Terminará nesta sexta (24) o prazo de dez dias estabelecido pela Justiça Federal para que o governo estadual retire materiais inservíveis da área, período em que também estão suspensas novas demolições. A Secretaria de Habitação da gestão Tarcísio diz estar cumprindo o acordado, tendo já retirado 75 caminhões de entulhos.

A questão das demolições é um ponto de divergência entre os governos Lula e Tarcísio. O governo paulista considera que o acordo judicial dá aval para a retomada das demolições após a limpeza da área.

Já a gestão federal avalia que o estado deve apenas desmontar cuidadosamente as casas, procedimento que é chamado de descaracterização do imóvel. Ambos os termos, demolição e descaracterização, são mencionados na decisão.

Outro ponto do posicionamento da Justiça sobre o Moinho interpretado como positivo pela gestão Tarcísio é a liberação da entrada da polícia para prevenir a reocupação de casas ou barracos.

O governo paulista vê na comunidade um ponto de distribuição de drogas que ajudava a abastecer a cracolândia, atrapalhando um plano de requalificação da região central, realizado em conjunto com a prefeitura de Ricardo Nunes (MDB).

Segundo a Secretaria de Segurança do governo paulista, mais de 1 tonelada de entorpecentes foi apreendida na região central nos oito primeiros meses do ano e uma recente operação policial prendeu líderes comunitários sob a suspeita de envolvimento com atividades criminosas. Atos realizados por moradores e grupos de oposição a Tarcísio classificam as prisões como arbitrárias.

O governo Lula fez diversas críticas às ações policiais na comunidade, especialmente após intervenções com bombas de gás e tiros de balas de borracha contra pessoas que protestavam contra a remoção.

A discordância da gestão petista sobre o uso da força policial é apontada por fontes do governo federal como o principal motivo para que a União não dê um dos últimos passos do acordo feito com o governo Tarcísio sobre o Moinho, que é a cessão da área para São Paulo. No local, o estado estuda construir um parque e uma estação de trens.

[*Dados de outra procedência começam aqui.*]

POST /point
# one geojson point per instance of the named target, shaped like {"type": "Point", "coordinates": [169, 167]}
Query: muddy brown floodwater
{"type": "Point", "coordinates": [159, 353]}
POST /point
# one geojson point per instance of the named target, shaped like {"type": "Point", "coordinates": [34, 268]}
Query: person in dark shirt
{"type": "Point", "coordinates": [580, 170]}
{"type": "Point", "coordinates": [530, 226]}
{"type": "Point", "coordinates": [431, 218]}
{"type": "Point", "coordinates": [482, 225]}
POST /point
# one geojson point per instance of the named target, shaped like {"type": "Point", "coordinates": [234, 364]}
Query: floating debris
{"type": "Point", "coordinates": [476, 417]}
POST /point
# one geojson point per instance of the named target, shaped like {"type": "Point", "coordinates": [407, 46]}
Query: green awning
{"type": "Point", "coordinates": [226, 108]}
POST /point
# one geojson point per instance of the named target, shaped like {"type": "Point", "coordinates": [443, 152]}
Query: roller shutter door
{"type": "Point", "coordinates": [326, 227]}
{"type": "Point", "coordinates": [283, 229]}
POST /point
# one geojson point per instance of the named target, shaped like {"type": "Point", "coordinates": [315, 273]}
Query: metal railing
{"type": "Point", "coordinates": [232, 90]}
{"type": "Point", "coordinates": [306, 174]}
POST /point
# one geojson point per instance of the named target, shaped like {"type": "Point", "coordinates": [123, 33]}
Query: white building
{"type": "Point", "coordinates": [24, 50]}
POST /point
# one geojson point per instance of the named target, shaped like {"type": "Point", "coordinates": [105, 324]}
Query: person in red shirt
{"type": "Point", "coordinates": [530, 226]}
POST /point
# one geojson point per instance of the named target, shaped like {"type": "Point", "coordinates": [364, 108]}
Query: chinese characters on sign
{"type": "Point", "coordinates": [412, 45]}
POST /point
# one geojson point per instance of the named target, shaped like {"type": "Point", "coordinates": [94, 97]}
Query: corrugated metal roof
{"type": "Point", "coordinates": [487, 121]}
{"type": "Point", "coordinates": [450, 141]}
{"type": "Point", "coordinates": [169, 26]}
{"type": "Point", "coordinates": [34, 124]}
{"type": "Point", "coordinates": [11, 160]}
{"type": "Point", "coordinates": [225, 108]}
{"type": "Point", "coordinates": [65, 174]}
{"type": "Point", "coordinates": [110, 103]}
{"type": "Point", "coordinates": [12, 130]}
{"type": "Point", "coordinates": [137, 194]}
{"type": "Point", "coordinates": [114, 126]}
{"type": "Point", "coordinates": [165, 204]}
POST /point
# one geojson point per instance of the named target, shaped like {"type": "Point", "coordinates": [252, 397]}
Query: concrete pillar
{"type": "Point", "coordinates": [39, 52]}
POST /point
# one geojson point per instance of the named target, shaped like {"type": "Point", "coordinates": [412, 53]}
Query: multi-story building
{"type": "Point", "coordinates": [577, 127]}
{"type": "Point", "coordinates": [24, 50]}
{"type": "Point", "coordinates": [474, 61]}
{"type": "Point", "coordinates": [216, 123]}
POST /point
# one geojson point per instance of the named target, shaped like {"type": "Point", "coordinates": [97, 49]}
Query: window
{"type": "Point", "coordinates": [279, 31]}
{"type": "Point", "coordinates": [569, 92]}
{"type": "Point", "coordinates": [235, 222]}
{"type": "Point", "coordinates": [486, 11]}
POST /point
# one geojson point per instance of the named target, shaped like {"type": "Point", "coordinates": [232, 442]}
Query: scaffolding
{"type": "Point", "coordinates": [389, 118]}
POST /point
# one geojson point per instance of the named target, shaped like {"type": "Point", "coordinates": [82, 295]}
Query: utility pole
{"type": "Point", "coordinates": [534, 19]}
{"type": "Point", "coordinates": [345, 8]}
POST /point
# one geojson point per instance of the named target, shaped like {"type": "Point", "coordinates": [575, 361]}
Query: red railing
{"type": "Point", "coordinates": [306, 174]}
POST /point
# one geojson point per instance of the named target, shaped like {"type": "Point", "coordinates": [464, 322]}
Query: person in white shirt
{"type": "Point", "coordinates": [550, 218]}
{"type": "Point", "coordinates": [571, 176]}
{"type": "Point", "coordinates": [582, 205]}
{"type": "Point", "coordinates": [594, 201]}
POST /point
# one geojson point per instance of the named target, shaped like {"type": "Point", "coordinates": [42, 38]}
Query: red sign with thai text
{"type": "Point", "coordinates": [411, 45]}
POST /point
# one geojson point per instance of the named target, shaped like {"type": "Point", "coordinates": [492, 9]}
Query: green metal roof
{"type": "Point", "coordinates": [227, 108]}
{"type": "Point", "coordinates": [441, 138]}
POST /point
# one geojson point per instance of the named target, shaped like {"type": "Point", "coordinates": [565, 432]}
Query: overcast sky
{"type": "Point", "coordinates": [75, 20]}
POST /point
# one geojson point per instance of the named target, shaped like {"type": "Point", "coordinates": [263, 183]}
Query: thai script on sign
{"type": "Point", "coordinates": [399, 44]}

Em nota, a Secretaria do Patrimônio da União afirma que mantém diálogo permanente com a gestão estadual desde o início das negociações para cessão do terreno.

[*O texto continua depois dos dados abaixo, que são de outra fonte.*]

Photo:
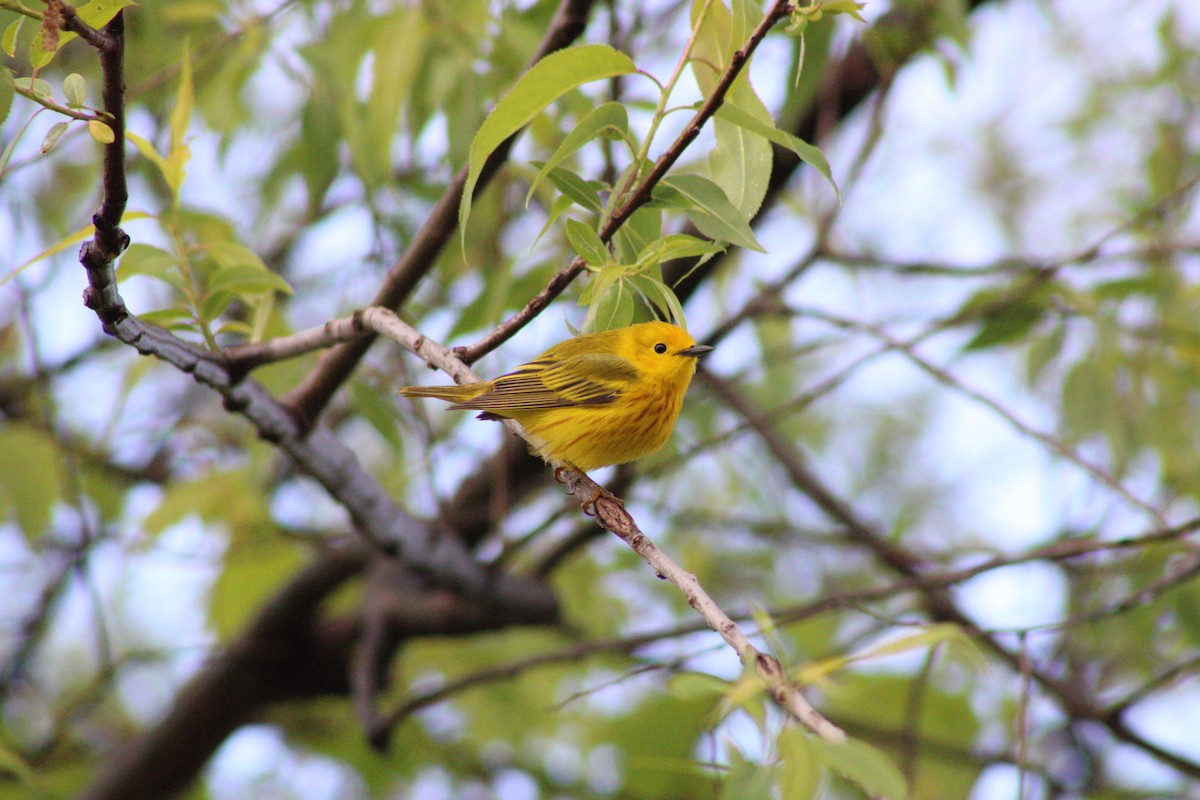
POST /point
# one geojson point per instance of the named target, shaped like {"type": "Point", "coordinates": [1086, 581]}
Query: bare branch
{"type": "Point", "coordinates": [311, 396]}
{"type": "Point", "coordinates": [640, 196]}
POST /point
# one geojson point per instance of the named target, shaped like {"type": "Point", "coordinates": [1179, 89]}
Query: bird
{"type": "Point", "coordinates": [591, 401]}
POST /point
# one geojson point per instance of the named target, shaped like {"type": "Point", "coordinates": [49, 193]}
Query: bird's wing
{"type": "Point", "coordinates": [585, 379]}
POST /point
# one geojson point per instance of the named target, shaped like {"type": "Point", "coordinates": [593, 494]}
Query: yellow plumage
{"type": "Point", "coordinates": [594, 400]}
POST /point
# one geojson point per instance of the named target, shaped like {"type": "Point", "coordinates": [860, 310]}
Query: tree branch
{"type": "Point", "coordinates": [315, 392]}
{"type": "Point", "coordinates": [641, 194]}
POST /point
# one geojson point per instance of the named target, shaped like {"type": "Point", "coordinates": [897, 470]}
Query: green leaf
{"type": "Point", "coordinates": [228, 498]}
{"type": "Point", "coordinates": [673, 246]}
{"type": "Point", "coordinates": [57, 247]}
{"type": "Point", "coordinates": [148, 151]}
{"type": "Point", "coordinates": [151, 262]}
{"type": "Point", "coordinates": [661, 298]}
{"type": "Point", "coordinates": [741, 162]}
{"type": "Point", "coordinates": [546, 82]}
{"type": "Point", "coordinates": [697, 686]}
{"type": "Point", "coordinates": [255, 567]}
{"type": "Point", "coordinates": [709, 210]}
{"type": "Point", "coordinates": [863, 765]}
{"type": "Point", "coordinates": [807, 152]}
{"type": "Point", "coordinates": [244, 278]}
{"type": "Point", "coordinates": [802, 770]}
{"type": "Point", "coordinates": [6, 95]}
{"type": "Point", "coordinates": [229, 253]}
{"type": "Point", "coordinates": [748, 781]}
{"type": "Point", "coordinates": [562, 205]}
{"type": "Point", "coordinates": [53, 136]}
{"type": "Point", "coordinates": [377, 409]}
{"type": "Point", "coordinates": [607, 118]}
{"type": "Point", "coordinates": [172, 318]}
{"type": "Point", "coordinates": [11, 763]}
{"type": "Point", "coordinates": [9, 41]}
{"type": "Point", "coordinates": [96, 13]}
{"type": "Point", "coordinates": [587, 244]}
{"type": "Point", "coordinates": [641, 229]}
{"type": "Point", "coordinates": [1007, 324]}
{"type": "Point", "coordinates": [75, 88]}
{"type": "Point", "coordinates": [401, 42]}
{"type": "Point", "coordinates": [179, 154]}
{"type": "Point", "coordinates": [575, 187]}
{"type": "Point", "coordinates": [36, 85]}
{"type": "Point", "coordinates": [30, 476]}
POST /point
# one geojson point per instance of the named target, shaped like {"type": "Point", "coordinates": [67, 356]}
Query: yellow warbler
{"type": "Point", "coordinates": [594, 400]}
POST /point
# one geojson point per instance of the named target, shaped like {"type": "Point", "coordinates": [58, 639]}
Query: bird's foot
{"type": "Point", "coordinates": [589, 505]}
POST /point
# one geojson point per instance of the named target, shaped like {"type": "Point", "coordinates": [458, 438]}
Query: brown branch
{"type": "Point", "coordinates": [640, 196]}
{"type": "Point", "coordinates": [71, 22]}
{"type": "Point", "coordinates": [286, 653]}
{"type": "Point", "coordinates": [311, 397]}
{"type": "Point", "coordinates": [321, 455]}
{"type": "Point", "coordinates": [1077, 703]}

Se ainda há alguma incerteza sobre o futuro da área, é certo que a favela vai aos poucos deixando de existir com o desmonte de construções que davam a ela a característica de comunidade.

Após a última missa na igreja Nossa Senhora do Moinho, o missionário Vagner Tinelli, 42, retirava a marteladas madeiras e outras partes reaproveitáveis do espaço. "Muita gente chorou na celebração de encerramento, afinal, esse é um local de referência e fé", conta. "Mas também é gratificante ver as pessoas indo para novos lares, a gente torce para que trilhem um caminho melhor."